National statistics show that homeless people in stable shelter cost taxpayers 85 percent less than their counterparts on the streets, she said.
Homeless health care advocates and officials alike said government agencies need to make access to shelter – as well as routine outpatient care that is supposed to be funded by the Bridge to Reform – more accessible.
Health care providers say immigration restrictions included in national health care reform are inadvertently complicating the application process. Under federal law, undocumented immigrants are barred from federal programs such as Medicaid. Legally documented immigrants who have been in the country less than five years also are locked out. So the quest for coverage under California’s Medicaid expansion starts with proof of legal residency.
At Northeast Valley Health, Proctor said that can be a daunting challenge for her homeless clients.

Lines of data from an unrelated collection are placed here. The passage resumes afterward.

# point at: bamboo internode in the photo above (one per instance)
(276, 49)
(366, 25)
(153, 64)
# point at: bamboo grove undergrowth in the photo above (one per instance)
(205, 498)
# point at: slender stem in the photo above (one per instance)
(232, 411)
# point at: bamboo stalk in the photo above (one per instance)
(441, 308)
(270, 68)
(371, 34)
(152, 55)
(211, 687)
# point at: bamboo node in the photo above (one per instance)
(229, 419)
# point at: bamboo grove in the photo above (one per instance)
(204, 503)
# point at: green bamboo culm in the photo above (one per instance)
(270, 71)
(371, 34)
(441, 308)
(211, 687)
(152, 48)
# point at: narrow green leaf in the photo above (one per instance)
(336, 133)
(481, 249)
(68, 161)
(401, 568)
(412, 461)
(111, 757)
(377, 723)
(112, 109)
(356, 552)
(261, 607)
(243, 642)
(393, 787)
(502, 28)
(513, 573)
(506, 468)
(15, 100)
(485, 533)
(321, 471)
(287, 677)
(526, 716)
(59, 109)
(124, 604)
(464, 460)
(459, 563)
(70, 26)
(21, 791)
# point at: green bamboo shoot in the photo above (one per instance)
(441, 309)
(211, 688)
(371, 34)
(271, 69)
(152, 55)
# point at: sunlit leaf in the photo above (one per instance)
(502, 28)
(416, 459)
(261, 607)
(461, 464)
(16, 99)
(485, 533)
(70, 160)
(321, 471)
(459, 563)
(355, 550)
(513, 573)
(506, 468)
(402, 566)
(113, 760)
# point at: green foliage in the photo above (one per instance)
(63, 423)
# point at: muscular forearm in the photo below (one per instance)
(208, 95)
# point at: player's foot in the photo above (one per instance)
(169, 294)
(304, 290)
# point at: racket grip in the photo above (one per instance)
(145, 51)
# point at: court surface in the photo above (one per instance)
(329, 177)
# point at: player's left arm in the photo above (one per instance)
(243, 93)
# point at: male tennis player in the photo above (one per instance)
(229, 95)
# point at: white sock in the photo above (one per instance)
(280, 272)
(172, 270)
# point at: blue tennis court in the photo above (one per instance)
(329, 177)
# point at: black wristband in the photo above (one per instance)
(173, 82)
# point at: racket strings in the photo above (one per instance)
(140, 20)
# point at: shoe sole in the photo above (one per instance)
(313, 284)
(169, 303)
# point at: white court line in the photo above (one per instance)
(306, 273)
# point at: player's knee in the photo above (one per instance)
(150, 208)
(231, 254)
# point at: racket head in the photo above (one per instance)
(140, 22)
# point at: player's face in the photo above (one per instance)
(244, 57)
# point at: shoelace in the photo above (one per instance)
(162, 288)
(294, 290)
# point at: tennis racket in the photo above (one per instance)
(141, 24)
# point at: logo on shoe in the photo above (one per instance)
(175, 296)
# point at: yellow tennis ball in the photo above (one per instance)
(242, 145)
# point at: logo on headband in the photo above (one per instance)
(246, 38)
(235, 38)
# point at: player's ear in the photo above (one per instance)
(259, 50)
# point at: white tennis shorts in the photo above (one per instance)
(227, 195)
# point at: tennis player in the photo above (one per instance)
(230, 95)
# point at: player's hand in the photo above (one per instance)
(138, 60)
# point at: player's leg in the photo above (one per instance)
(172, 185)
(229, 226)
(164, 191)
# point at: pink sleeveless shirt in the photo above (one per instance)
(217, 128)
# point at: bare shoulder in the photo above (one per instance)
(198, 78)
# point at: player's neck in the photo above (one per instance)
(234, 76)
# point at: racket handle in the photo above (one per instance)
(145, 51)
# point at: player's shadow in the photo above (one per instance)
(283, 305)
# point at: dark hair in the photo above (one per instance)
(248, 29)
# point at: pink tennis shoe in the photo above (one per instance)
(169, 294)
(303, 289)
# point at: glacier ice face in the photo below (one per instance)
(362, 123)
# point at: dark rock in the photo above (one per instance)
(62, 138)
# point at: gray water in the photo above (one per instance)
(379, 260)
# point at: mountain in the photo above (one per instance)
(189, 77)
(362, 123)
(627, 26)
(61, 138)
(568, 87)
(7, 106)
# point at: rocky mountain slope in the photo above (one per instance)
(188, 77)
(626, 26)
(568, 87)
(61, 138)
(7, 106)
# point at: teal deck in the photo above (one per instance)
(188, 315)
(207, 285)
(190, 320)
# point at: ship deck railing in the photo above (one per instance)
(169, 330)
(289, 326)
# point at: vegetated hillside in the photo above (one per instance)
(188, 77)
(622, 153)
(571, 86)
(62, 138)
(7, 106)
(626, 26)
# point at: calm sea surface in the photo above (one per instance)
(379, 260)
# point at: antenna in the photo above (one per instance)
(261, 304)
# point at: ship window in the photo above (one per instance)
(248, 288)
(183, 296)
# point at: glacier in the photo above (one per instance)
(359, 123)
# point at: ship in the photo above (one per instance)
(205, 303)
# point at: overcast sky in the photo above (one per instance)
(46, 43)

“You need a birth certificate to get an ID, you need an ID to get a birth certificate, and you need money to get both,” she said.
Proctor said her organization is seeking funding to help residents born in other states obtain the documents they need.
Testifying at an Aug. 3 hearing of the state Assembly Select Committee on Homelessness, Libby Boyce, Los Angeles County’s homeless services coordinator, also expressed frustration at delays.
“In order to enroll our homeless, we need to have quick access to identification,” she said. “It can be very, very cumbersome and take months to get that.”
In an interview, Boyce said she’s been meeting with county Health Services representatives to address the issue.